The highlights of the event include a photo exhibit, the announcement of the Top 10 IT events of the past 10 years, and the awarding of the first-ever CyberPress scholar. The photo exhibit will provide a rare photo chronicle of how CyberPress came to be. Capping the night is an executive fashion show with select IT executives as participants.

CyberPress is holding this momentous event as a way of showing gratitude to members of the IT industry in the Philippines, including private companies and government agencies, both of which play a major role in the development of IT in the country.

As part of the festivities, CyberPress will be organizing not only one but two separate forums this year.

Presentations and discussions in the mid-year forum in July will revolve around convergence in the telecommunications industry, while the year-end forum in October will highlight IT education.

Helping CyberPress celebrate its 10th anniversary are Platinum sponsors HP Philippines, Innove Communications, Microsoft Philippines, Smart Communications, Sony Ericsson, Sun Microsystems Philippines, and TeleTech Philippines; Gold sponsors Acer, Computer Associates, Epson, Kodak, Netopia, Nokia, Nortel, and Philippine Long Distance Telephone Co.; and Silver sponsors 3Com, Datacraft, Intel, JVC, MGE, NEC, STI, Chikka and Robinsons Department Store.

As a journalists' association, CyberPress aims to establish the IT sector as a mainstream beat and, in the process, help more people get a basic grasp of the relevant issues and developments happening in the IT sector in the Philippines and across the globe.

CyberPress saw its official birth in mid-1996 with then-President Fidel Ramos inducting in MalacaƱang its Charter members and officers, led by founding president Sam Jacoba, now with Microsoft Philippines.

Currently, the group has more than 30 members from the print, broadcast, and online media.

March 8, 2006

CyberPress marks 10th year with IT badminton tourney

The country’s pioneering organization of IT writers, CyberPress, also known as the IT Journalists Association of the Philippines Inc., is celebrating its tenth anniversary this year and is staging a badminton tournament to kickstart the festivities.

The sports event, dubbed “First All-IT CyberPress Invitational Badminton Cup”, will be held on March 25, 2006 at the 4th floor of Solid House Building, 1231 Chino Roces Ave (formerly Pasong Tamo Extension), Makati City.
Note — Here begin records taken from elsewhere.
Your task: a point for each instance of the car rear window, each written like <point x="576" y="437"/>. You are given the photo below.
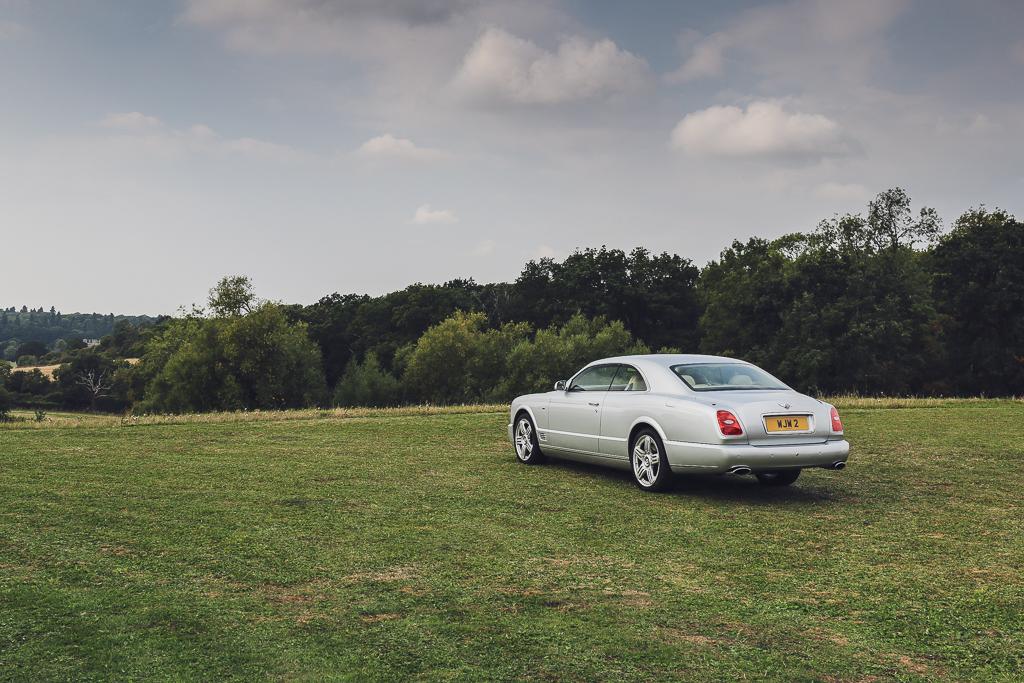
<point x="726" y="377"/>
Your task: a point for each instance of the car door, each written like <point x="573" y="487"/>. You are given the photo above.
<point x="574" y="415"/>
<point x="623" y="404"/>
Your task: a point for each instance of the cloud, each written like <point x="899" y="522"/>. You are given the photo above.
<point x="706" y="56"/>
<point x="799" y="42"/>
<point x="842" y="191"/>
<point x="11" y="30"/>
<point x="354" y="27"/>
<point x="389" y="146"/>
<point x="130" y="121"/>
<point x="763" y="129"/>
<point x="544" y="251"/>
<point x="426" y="215"/>
<point x="137" y="132"/>
<point x="501" y="67"/>
<point x="1017" y="51"/>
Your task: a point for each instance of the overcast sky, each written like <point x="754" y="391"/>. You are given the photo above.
<point x="358" y="145"/>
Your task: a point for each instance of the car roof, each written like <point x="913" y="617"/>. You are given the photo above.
<point x="668" y="359"/>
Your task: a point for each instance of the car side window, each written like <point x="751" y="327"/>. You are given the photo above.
<point x="628" y="379"/>
<point x="594" y="379"/>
Hostilities start at 9 in the morning.

The contest aims to gather members of the local IT industry, which the CyberPress has been covering the past ten years, and engage them in a friendly competition. The tournament will be carried on cable television by Destiny Cable.
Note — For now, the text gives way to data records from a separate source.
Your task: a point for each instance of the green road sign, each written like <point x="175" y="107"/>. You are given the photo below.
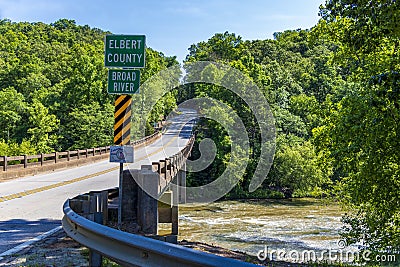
<point x="124" y="51"/>
<point x="123" y="82"/>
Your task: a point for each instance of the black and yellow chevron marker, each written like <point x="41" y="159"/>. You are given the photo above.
<point x="122" y="115"/>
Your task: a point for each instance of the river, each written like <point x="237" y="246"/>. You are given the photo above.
<point x="251" y="225"/>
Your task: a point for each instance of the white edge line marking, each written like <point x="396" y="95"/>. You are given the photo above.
<point x="29" y="242"/>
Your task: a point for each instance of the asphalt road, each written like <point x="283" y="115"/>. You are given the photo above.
<point x="26" y="217"/>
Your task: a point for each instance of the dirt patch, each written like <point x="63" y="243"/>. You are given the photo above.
<point x="57" y="250"/>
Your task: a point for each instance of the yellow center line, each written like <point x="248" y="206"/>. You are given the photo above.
<point x="82" y="178"/>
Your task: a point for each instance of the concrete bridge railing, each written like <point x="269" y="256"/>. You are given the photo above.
<point x="150" y="196"/>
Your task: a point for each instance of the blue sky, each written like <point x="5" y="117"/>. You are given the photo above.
<point x="172" y="26"/>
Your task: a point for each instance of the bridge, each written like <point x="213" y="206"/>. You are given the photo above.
<point x="87" y="198"/>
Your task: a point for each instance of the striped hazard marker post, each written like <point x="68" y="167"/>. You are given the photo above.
<point x="122" y="54"/>
<point x="122" y="116"/>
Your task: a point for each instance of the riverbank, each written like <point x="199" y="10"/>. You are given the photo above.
<point x="59" y="250"/>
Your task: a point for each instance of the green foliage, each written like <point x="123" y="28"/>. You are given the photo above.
<point x="361" y="131"/>
<point x="53" y="87"/>
<point x="294" y="74"/>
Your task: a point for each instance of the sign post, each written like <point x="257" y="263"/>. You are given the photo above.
<point x="122" y="53"/>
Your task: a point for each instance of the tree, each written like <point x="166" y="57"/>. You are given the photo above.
<point x="361" y="134"/>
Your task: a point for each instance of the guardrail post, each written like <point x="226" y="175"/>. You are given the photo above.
<point x="104" y="206"/>
<point x="174" y="209"/>
<point x="147" y="204"/>
<point x="129" y="196"/>
<point x="181" y="181"/>
<point x="25" y="161"/>
<point x="5" y="161"/>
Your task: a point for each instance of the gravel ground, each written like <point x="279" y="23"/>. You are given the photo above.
<point x="59" y="250"/>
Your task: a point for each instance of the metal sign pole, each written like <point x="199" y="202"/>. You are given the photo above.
<point x="121" y="174"/>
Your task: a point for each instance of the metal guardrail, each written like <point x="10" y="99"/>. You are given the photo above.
<point x="27" y="161"/>
<point x="135" y="250"/>
<point x="129" y="249"/>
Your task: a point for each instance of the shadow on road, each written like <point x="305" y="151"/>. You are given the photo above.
<point x="17" y="231"/>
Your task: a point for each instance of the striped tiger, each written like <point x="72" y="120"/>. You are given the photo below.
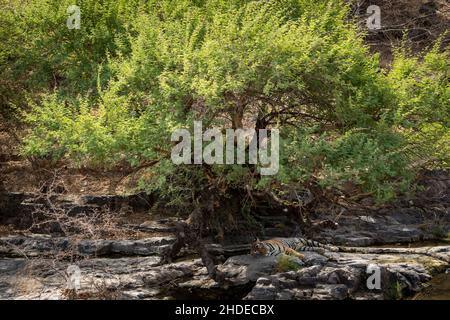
<point x="289" y="246"/>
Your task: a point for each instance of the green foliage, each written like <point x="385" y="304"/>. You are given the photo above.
<point x="112" y="92"/>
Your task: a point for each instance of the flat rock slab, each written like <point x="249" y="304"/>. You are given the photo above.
<point x="42" y="245"/>
<point x="123" y="278"/>
<point x="346" y="275"/>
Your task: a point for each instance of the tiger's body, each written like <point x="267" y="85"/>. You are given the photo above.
<point x="289" y="246"/>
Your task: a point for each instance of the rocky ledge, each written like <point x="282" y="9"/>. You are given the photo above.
<point x="137" y="274"/>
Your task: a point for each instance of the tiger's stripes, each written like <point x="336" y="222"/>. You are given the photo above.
<point x="290" y="246"/>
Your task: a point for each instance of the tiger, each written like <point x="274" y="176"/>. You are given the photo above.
<point x="289" y="246"/>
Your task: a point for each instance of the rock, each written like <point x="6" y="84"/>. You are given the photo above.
<point x="42" y="245"/>
<point x="242" y="269"/>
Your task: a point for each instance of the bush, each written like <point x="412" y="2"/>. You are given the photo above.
<point x="135" y="72"/>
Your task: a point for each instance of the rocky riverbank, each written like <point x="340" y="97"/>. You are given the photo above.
<point x="34" y="264"/>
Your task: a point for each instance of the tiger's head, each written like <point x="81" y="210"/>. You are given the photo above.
<point x="258" y="248"/>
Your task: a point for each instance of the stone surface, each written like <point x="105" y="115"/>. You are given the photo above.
<point x="42" y="245"/>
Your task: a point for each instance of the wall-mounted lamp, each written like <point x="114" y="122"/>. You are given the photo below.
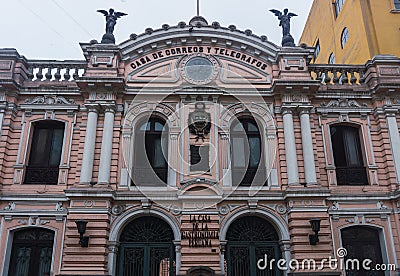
<point x="315" y="226"/>
<point x="81" y="224"/>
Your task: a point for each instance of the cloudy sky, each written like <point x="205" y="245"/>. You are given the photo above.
<point x="52" y="29"/>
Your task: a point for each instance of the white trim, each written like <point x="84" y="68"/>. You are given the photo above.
<point x="382" y="241"/>
<point x="118" y="225"/>
<point x="10" y="237"/>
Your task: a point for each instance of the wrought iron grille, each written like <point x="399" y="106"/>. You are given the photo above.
<point x="247" y="177"/>
<point x="250" y="239"/>
<point x="150" y="176"/>
<point x="41" y="175"/>
<point x="351" y="176"/>
<point x="147" y="248"/>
Although there are no major prizes at stake, participants in the tournament will vie for pride and prestige in the men’s doubles, women’s doubles, and mixed doubles. A participating team is entitled to field a total of six players composed of three females and three males.
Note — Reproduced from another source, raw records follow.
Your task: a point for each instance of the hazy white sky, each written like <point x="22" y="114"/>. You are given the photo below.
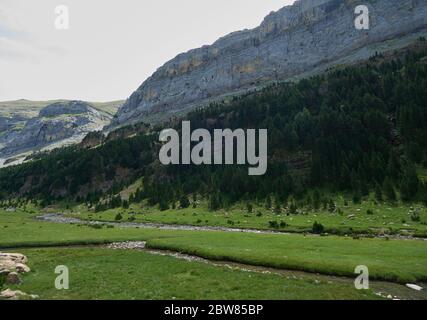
<point x="111" y="46"/>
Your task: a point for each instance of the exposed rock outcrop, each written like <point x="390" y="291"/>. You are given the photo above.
<point x="11" y="266"/>
<point x="58" y="124"/>
<point x="288" y="43"/>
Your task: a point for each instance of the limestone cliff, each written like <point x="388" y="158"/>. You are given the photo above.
<point x="289" y="42"/>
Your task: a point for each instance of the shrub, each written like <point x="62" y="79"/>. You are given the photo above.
<point x="318" y="228"/>
<point x="249" y="207"/>
<point x="283" y="224"/>
<point x="273" y="224"/>
<point x="96" y="226"/>
<point x="415" y="216"/>
<point x="184" y="203"/>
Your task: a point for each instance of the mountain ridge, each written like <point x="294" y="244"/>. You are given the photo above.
<point x="288" y="42"/>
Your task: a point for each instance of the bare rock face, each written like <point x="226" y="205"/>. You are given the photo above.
<point x="13" y="263"/>
<point x="288" y="43"/>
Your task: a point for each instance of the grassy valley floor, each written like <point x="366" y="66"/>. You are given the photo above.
<point x="115" y="274"/>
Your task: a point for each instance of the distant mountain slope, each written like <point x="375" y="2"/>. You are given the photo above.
<point x="289" y="42"/>
<point x="30" y="126"/>
<point x="353" y="130"/>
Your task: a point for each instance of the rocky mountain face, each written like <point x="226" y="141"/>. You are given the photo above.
<point x="290" y="42"/>
<point x="57" y="124"/>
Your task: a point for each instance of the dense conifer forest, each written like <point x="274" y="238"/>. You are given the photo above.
<point x="357" y="129"/>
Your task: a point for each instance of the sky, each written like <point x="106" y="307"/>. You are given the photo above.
<point x="111" y="46"/>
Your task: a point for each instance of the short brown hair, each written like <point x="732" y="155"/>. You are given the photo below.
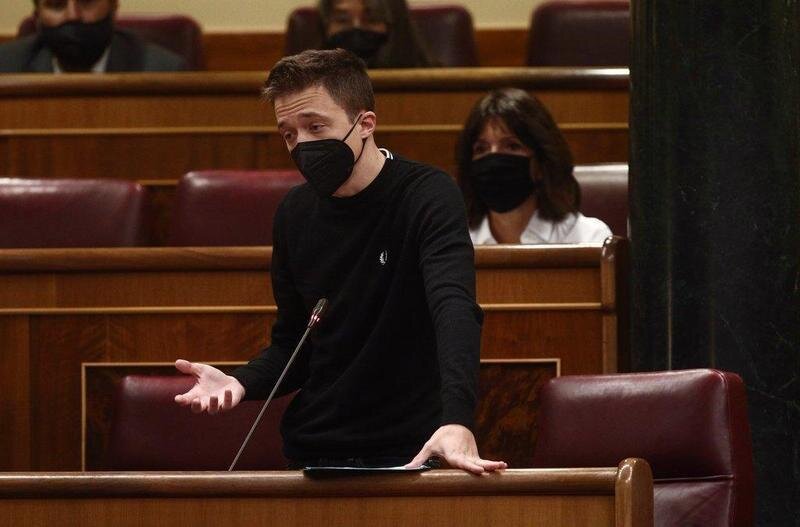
<point x="526" y="117"/>
<point x="340" y="72"/>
The winners of the tournament will be cited during the CyberPress tenth anniversary party on April 28, 2006 at the Crowne Plaza Galleria in Pasig City.

Among those which have confirmed their participation include Epson, EMC, HP, IBM, Innove, Microsoft, Smart Communications, SAP, and TrendMicro. MyDestiny Cable, which is providing the venue for free, is also entered in the tournament.

A registration fee of P1,500 will be charged for every IT company. This already covers snacks, refreshment, and use of shuttlecocks. Participants are requested to
bring their own badminton rackets and to use shirts bearing their company’s color.